From 7e9dae0a46b70d0e0dee21aa4fe4ab266678391f Mon Sep 17 00:00:00 2001
From: Charles Goddard <chargoddard@gmail.com>
Date: Fri, 15 Dec 2023 00:22:54 -0800
Subject: [PATCH] Add quick documentation on mergekit-moe

---
 moe.md | 35 +++++++++++++++++++++++++++++++++++
 1 file changed, 35 insertions(+)
 create mode 100644 moe.md

diff --git a/moe.md b/moe.md
new file mode 100644
index 00000000..5073bb8e
--- /dev/null
+++ b/moe.md
@@ -0,0 +1,35 @@
+# mergekit-moe
+
+`mergekit-moe` is a script for combining Mistral or Llama models of the same size into Mixtral Mixture of Experts models.

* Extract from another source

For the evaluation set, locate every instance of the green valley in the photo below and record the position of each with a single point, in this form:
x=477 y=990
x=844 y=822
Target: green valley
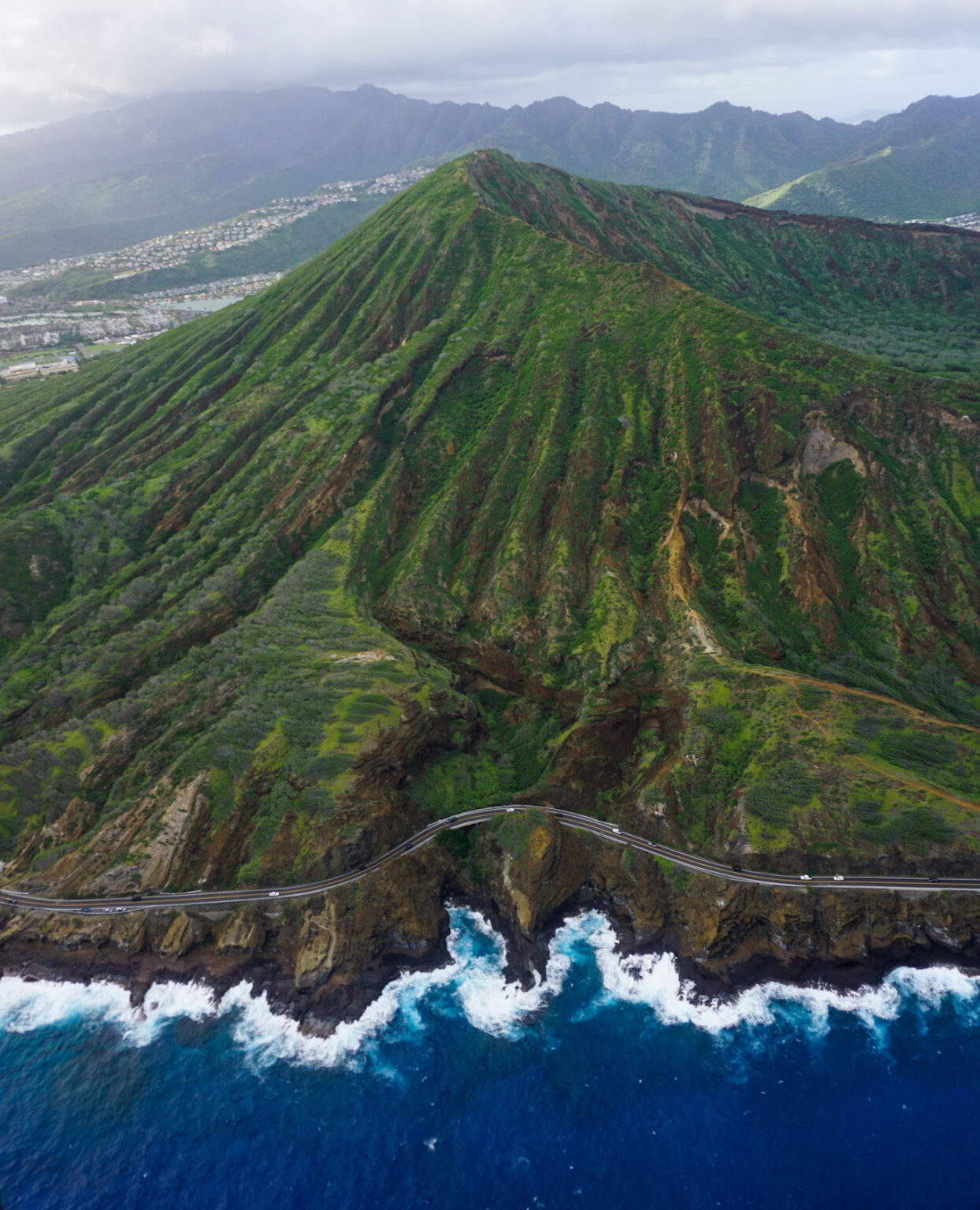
x=529 y=488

The script will combine the self-attention and layer normalization parameters from a "base" model with the MLP parameters from a set of "expert" models. `mergekit-moe` uses its own YML configuration syntax, which looks like so:
+
+```yml
+base_model: path/to/self_attn_donor
+gate_mode: hidden # one of "hidden", "cheap_embed", or "random"
+experts:
+  - source_model: expert_model_1
+    positive_prompts:
+      - "This is a prompt that is demonstrative of what expert_model_1 excels at"
+    #   (optional)
+    # negative_prompts:
+    #   - "This is a prompt expert_model_1 should not be used for"
+  - source_model: expert_model_2
+  # ... and so on
+```
+
+The script takes two arguments, an input config and an output path: `mergekit-moe ./config.yml ./my-clowncar-moe-12x180B`
+
+## Gate Modes
+
+There are three methods for populating the MoE gates implemented.
+
+### "hidden"
+
+Uses the hidden state representations of the positive/negative prompts for MoE gate parameters. Best quality and most effective option; the default. Requires evaluating each prompt using the base model so you might not be able to use this on constrained hardware (depending on the model). You can use `--load-in-8bit` or `--load-in-4bit` to reduce VRAM usage.
+
+### "cheap_embed"
+
+Uses only the raw token embedding of the prompts, using the same gate parameters for every layer. Distinctly less effective than "hidden". Can be run on much, much lower end hardware.
+
+### "random"
+
+Randomly initializes the MoE gates. Good for if you are going to fine tune the model afterwards, or maybe if you want something a little unhinged? I won't judge.